Private markets are experiencing a boom. Allocations are significantly increasing across the board from all types of investors. High-net-worth individuals (HNWIs) and family office investors are no exception to this rule. Diversification into private markets is now a strategic must-have for investors, particularly as the market faces higher levels of volatility.
This is a huge moment for individual investors, who aren’t letting this opportunity escape them – individual investors are set to invest an additional $1 trillion of retail assets into alternatives over the coming five years.

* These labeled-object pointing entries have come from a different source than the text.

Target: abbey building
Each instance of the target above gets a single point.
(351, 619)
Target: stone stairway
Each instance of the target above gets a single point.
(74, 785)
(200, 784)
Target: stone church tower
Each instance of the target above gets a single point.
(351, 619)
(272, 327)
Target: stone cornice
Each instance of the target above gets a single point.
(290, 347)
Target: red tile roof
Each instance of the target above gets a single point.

Private investors now oversee a sizable proportion of worldwide AUM, given the substantial growth in private wealth in recent years. The collective private markets assets under management (AUM) of family offices have more than doubled in the last 10 years, and the number of global private wealth owners is set to increase by 28.1% by 2028.
This positions HNWIs as key catalysts for future growth in private markets. But why are private market allocations growing at such an increased rate and how will this affect the real economy? economy?

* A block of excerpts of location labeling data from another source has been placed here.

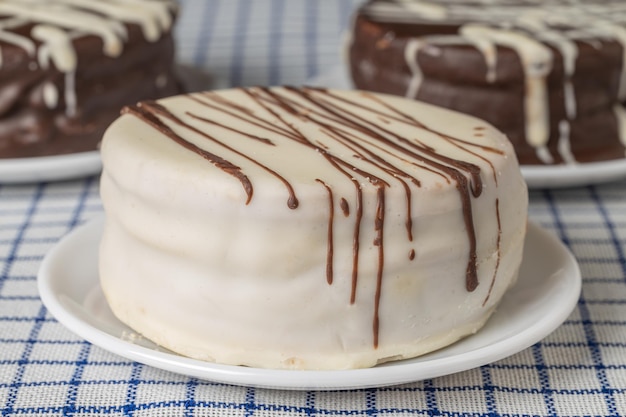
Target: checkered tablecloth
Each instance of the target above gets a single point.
(580, 369)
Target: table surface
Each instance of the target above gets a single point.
(579, 369)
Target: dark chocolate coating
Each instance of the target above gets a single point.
(455, 78)
(103, 86)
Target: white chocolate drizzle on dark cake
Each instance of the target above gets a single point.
(528, 27)
(357, 128)
(57, 23)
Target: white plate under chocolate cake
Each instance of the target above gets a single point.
(307, 228)
(67, 67)
(550, 74)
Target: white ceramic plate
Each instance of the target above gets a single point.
(536, 176)
(547, 291)
(49, 168)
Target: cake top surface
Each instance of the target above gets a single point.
(46, 29)
(306, 136)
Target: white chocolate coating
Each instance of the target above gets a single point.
(231, 230)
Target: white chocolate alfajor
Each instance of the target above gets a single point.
(306, 228)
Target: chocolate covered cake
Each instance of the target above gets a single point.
(550, 74)
(304, 228)
(67, 67)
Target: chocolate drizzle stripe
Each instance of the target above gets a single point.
(237, 113)
(452, 167)
(331, 217)
(292, 201)
(497, 267)
(145, 114)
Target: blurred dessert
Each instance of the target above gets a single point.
(550, 74)
(67, 67)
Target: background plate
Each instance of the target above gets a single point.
(547, 290)
(49, 168)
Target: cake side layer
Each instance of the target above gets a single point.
(70, 66)
(295, 223)
(546, 74)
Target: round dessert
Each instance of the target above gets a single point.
(550, 74)
(69, 66)
(306, 228)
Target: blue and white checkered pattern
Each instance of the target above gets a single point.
(580, 369)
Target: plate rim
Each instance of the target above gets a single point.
(49, 168)
(315, 380)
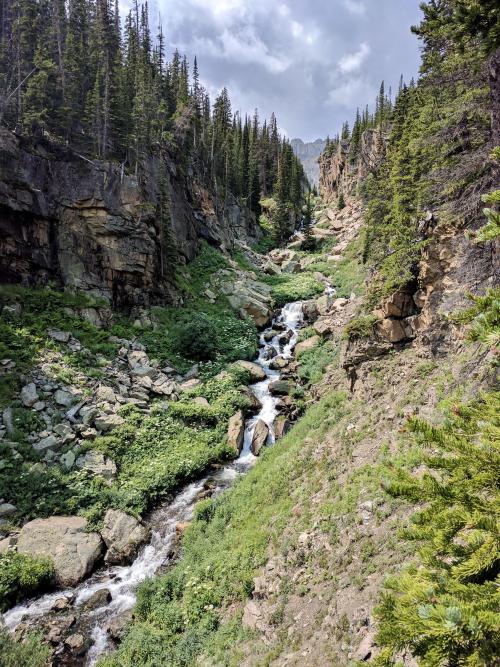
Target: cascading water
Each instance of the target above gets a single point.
(122, 581)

Private markets pique investors’ attention
Private markets have made huge strides forward in recent years. Over the past decade, they have increased funding, boosted liquidity and embraced automation and technology, making them an attractive alternative to investing in public markets.
While EMEIA IPO activity continues to shrink, private markets are beginning to function more smoothly, quicker, more efficiently, and at a greater scale than before.

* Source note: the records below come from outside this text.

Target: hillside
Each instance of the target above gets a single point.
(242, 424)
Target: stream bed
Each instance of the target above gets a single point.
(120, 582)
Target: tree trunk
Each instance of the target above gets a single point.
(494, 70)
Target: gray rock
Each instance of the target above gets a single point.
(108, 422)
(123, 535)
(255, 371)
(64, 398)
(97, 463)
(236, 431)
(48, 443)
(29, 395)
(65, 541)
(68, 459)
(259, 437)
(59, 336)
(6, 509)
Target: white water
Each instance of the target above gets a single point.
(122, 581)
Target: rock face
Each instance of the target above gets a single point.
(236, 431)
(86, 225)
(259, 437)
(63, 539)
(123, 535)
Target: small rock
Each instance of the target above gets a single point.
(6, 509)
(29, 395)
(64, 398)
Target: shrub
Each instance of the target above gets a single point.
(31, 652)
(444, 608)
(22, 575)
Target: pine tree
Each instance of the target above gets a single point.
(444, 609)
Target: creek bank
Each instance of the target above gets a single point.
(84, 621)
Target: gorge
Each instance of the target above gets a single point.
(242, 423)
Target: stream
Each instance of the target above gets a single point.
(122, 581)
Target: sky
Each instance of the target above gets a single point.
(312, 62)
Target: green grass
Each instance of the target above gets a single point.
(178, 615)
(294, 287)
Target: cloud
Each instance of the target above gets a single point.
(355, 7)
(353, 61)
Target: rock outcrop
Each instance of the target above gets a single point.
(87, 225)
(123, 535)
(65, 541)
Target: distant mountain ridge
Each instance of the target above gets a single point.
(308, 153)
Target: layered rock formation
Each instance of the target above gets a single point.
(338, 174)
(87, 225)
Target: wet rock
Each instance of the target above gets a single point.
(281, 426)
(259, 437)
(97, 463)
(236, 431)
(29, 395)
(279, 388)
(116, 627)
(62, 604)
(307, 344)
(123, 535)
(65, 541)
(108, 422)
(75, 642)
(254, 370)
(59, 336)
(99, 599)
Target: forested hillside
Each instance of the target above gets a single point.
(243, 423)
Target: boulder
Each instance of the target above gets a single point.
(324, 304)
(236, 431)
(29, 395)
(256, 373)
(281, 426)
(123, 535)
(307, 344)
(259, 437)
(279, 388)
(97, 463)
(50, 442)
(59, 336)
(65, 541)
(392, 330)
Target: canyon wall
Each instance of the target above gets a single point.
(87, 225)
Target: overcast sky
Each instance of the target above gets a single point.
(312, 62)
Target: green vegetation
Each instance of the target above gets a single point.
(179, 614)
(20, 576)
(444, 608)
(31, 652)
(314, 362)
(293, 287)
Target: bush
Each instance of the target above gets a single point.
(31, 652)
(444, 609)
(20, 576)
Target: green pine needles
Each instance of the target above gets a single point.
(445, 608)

Private companies planning to list and those that have already gone public are increasingly finding private markets more attractive. This is because companies can now access the funding and liquidity they need while avoiding the complexity and expense of going public.
For investors, private markets offer a variety of benefits. Not least among them are the higher returns and stability they often provide, doubling as a strong hedge against inflation. Private markets also give investors a chance to invest in the real economy, diversifying away from more traditional stocks and bond investing routes.
Now expected to grow at double the rate of public assets, private markets are predicted to reach an AUM of between $60 trillion and $65 trillion by 2032.
Barriers to investing private markets
Historically, HNWIs and family offices have faced challenges in accessing private assets, and it’s been cost-prohibitive for private markets-focused funds to offer access at scale. Slow transaction times, often taking weeks to process, combined with low liquidity and funding levels have kept investors reluctant to engage with the space.
Specifically, HNWIs and family offices’ small size often acts as a barrier to entry into the market. With typically lower AUM and high minimum investment requirements that are common for private market opportunities such as private equity or venture capital, HNWIs and family offices are often unable to invest.
In addition, regulation also prevents individual investors from entering private markets, as they need to be officially certified as having a high net worth or as sophisticated investors. To be certified, investors must have an income of at least £170,000 and net assets of at least £430,000 over the last financial year, preventing many from participating in the market.
However, strides forward in private markets’ technology have reduced transaction times and opened up accessibility to make private markets an attractive alternative to traditional public markets. Advances in workflow automation software, for instance, are bringing private markets’ efficiency in line with that of public markets.
Additionally, new technology and products, such as digital nominee solutions that offer alternatives to traditional structures such as SPVs and feeder vehicles, have made it feasible for asset managers to take HNWI investment at scale efficiently by pooling smaller ticket investors under a single LP.
As a result, interest from private investors in allocating greater portions of wealth into private markets is on the rise. In fact, new research shows that nearly half (46%) of family offices see an increased focus on private markets as a key area of difference for the next generation’s investments.
Driving the economy with increased participation
Investors of all types are eager for a slice of the lucrative private markets pie, with this becoming one of the more exciting areas of the market in recent years. Private investors’ flexibility means that they are particularly well-positioned to adapt quickly and take advantage of any new opportunities.
Historically, HNWIs and family offices have found it difficult to access the lucrative returns on offer in private markets. However, access is being widened for these investors through new technology such as digital nominee structures, empowering them to become more involved in this area of the investment market.
Growing incoming allocations from private wealth, along with bolstered private markets AUM and more seamless access to investments could provide a significant boost to the economy by unlocking trillions of dollars’ worth of new capital for investment in companies globally.